Abus sexuels des enfants
Si tous les abus sont honteux, les abus sexuels commis sur des enfants peuvent l’être tout particulièrement. Il est important de reconnaître à quel point les abus sexuels subis pendant l’enfance influencent et même forment la personnalité d’une ancienne victime, sa capacité à se protéger contre d’autres abus sexuels et autres, et même sa motivation à le faire. Les anciennes victimes d’abus sexuels dans l’enfance sont souvent incapables de se défendre et de se protéger de manière adéquate. En effet, les effets de ce type d’abus sont dévastateurs pour l’estime de soi, la confiance en soi et le concept de soi d’une jeune fille ou d’un jeune garçon. En outre, le traumatisme peut empêcher les anciennes victimes de croire qu’elles méritent d’être protégées et respectées.
Négligence
La négligence émotionnelle peut avoir un impact négatif aussi important que les abus physiques ou sexuels. La négligence émotionnelle dans l’enfance se produit lorsqu’un parent ne répond pas aux besoins émotionnels d’un enfant. Même si le parent s’occupe globalement de l’enfant, il manque quelque chose d’invisible : Le parent ne valide pas les sentiments de son enfant et ne répond pas à ses besoins émotionnels.
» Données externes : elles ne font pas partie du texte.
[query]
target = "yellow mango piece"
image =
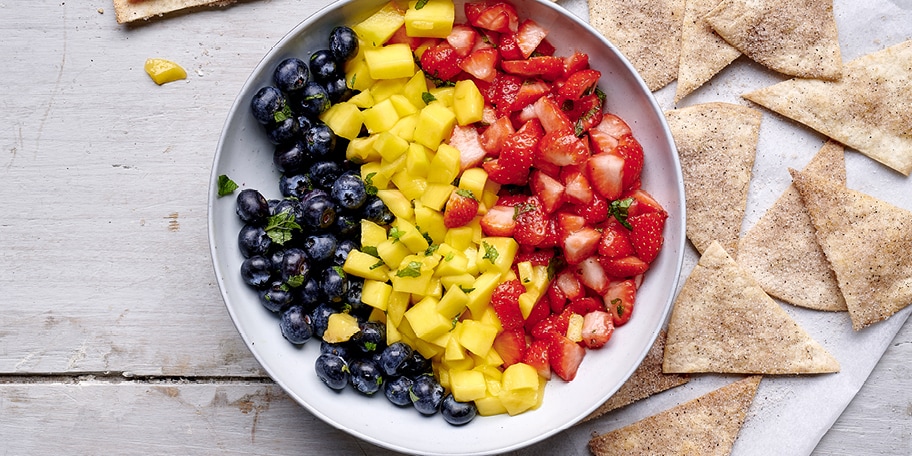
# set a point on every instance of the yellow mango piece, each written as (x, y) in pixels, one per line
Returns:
(163, 71)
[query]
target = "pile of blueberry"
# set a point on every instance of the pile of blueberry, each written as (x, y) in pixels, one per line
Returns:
(294, 247)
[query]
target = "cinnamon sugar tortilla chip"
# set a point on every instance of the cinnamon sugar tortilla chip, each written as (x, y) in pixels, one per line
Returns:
(868, 243)
(129, 11)
(793, 37)
(703, 52)
(723, 322)
(648, 33)
(705, 426)
(781, 251)
(647, 379)
(717, 144)
(867, 110)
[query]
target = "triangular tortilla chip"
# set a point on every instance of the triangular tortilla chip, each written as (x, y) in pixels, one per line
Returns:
(648, 33)
(868, 243)
(723, 322)
(717, 144)
(703, 52)
(647, 379)
(793, 37)
(867, 110)
(707, 425)
(781, 249)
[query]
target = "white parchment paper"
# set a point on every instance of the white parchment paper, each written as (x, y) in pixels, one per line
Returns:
(790, 413)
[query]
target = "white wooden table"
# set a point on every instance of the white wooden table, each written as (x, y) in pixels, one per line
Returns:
(113, 336)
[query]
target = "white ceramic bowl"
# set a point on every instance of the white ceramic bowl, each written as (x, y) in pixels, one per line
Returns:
(245, 156)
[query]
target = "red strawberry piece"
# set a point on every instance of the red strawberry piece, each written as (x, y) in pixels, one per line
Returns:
(537, 357)
(623, 267)
(462, 38)
(565, 357)
(481, 64)
(598, 327)
(646, 234)
(581, 244)
(548, 190)
(461, 208)
(550, 115)
(592, 275)
(578, 84)
(440, 61)
(498, 221)
(606, 175)
(528, 36)
(578, 189)
(510, 344)
(496, 134)
(615, 241)
(563, 148)
(468, 141)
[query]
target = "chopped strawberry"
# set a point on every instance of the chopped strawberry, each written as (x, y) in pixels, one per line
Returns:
(619, 299)
(510, 344)
(537, 357)
(440, 61)
(598, 327)
(592, 275)
(548, 190)
(461, 208)
(565, 357)
(606, 175)
(581, 244)
(562, 148)
(468, 141)
(498, 221)
(462, 38)
(481, 64)
(646, 234)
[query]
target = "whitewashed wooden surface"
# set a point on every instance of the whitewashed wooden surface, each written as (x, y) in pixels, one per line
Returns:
(113, 336)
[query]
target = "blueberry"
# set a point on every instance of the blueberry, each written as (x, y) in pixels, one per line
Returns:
(290, 75)
(332, 370)
(319, 140)
(348, 191)
(312, 100)
(397, 390)
(295, 186)
(393, 357)
(427, 394)
(256, 271)
(295, 325)
(291, 157)
(253, 240)
(252, 207)
(267, 103)
(365, 376)
(334, 284)
(276, 296)
(324, 66)
(457, 413)
(320, 247)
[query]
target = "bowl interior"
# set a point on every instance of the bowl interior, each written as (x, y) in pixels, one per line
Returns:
(245, 156)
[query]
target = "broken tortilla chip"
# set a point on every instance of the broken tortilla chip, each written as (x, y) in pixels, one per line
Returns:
(723, 322)
(794, 37)
(707, 425)
(717, 144)
(703, 52)
(781, 251)
(648, 33)
(868, 243)
(867, 110)
(647, 379)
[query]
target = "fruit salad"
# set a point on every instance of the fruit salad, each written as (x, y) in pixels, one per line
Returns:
(461, 217)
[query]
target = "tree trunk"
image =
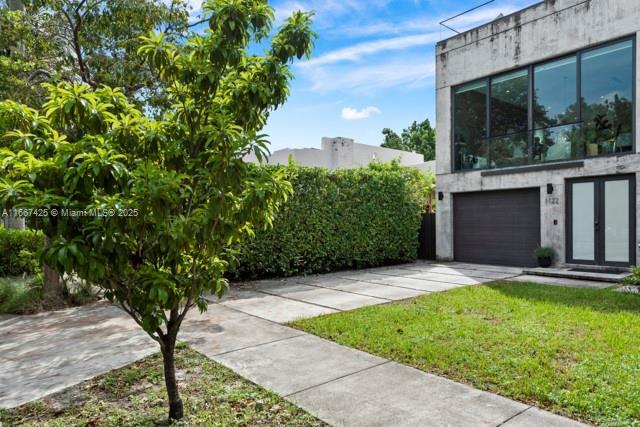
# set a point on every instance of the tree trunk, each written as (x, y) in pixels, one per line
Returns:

La recherche montre que la négligence dans l’enfance augmente la vulnérabilité d’une personne à la violence du partenaire intime (IPV) à l’âge adulte et que les adultes ayant des antécédents de négligence dans l’enfance présentent un risque accru d’un plus grand nombre et d’une plus grande variété d’actes de violence psychologique de la part d’un partenaire intime.
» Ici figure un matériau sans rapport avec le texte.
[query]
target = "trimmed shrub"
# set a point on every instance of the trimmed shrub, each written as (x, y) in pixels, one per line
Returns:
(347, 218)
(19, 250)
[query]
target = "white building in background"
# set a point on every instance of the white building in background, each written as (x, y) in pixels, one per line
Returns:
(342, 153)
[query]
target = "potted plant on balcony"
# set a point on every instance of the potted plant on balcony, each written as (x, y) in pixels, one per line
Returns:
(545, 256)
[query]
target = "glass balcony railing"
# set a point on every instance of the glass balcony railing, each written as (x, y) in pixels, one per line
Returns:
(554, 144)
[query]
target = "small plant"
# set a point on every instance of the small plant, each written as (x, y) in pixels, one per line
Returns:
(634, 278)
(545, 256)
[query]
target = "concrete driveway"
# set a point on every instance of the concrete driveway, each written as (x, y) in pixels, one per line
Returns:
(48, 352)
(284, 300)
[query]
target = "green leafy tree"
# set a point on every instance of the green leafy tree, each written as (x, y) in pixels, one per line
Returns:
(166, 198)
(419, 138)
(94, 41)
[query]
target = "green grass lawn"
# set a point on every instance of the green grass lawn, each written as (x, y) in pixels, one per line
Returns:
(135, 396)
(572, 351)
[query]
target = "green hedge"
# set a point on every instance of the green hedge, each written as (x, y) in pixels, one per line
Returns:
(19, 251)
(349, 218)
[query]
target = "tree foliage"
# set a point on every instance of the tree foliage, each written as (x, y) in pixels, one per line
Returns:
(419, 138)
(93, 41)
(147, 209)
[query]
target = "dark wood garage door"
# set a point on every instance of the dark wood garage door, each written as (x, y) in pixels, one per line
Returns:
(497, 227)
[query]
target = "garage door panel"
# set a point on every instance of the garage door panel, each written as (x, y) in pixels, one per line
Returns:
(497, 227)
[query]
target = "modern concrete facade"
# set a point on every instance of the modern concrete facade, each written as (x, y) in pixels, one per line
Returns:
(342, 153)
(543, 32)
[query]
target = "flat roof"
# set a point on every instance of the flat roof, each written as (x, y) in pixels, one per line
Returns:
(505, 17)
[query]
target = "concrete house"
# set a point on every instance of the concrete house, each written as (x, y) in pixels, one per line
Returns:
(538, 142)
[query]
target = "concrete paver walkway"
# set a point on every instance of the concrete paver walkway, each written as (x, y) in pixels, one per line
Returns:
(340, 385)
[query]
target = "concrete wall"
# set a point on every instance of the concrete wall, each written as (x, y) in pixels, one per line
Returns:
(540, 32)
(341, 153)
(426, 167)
Les enfants négligés sur le plan émotionnel ont le sentiment que leurs besoins ne sont pas importants, que leurs sentiments ne comptent pas ou qu’ils ne devraient jamais demander de l’aide (soit parce que cela est perçu comme un signe de faiblesse, soit parce qu’ils pensent que c’est sans espoir). En grandissant, ils ont tendance à ressentir inutilement de la culpabilité, de la colère envers eux-mêmes, un manque de confiance en eux ou le sentiment d’être profondément et personnellement imparfaits.
Si vous avez été négligé sur le plan émotionnel pendant votre enfance, réfléchissez à la manière dont cette expérience a pu vous rendre vulnérable à un agresseur émotionnel à l’âge adulte, soit parce qu’il ou elle semblait vous promettre l’amour et l’attention que vous n’avez pas reçus de vos parents, soit parce que vous attendiez si peu d’un partenaire compte tenu du peu que vous avez reçu pendant votre enfance.
De nombreuses études ont fait état d’une relation entre la violence et la négligence à l’égard des enfants et la perpétration de la violence entre partenaires intimes (VPI). En fait, au moins une étude, la Toledo Adolescent Relationships Study, a montré que la maltraitance des enfants était un facteur prédictif de la VPI.
Références
Engel, Beverly. (2020). Échapper à la violence psychologique : Guérir la honte que vous ne méritez pas. New York : Kensington Publishing Corp.
Kaufman, Gershen. (1992). Shame : the Power of Caring (La honte : le pouvoir de la compassion). New York : Schenkman Books, Inc.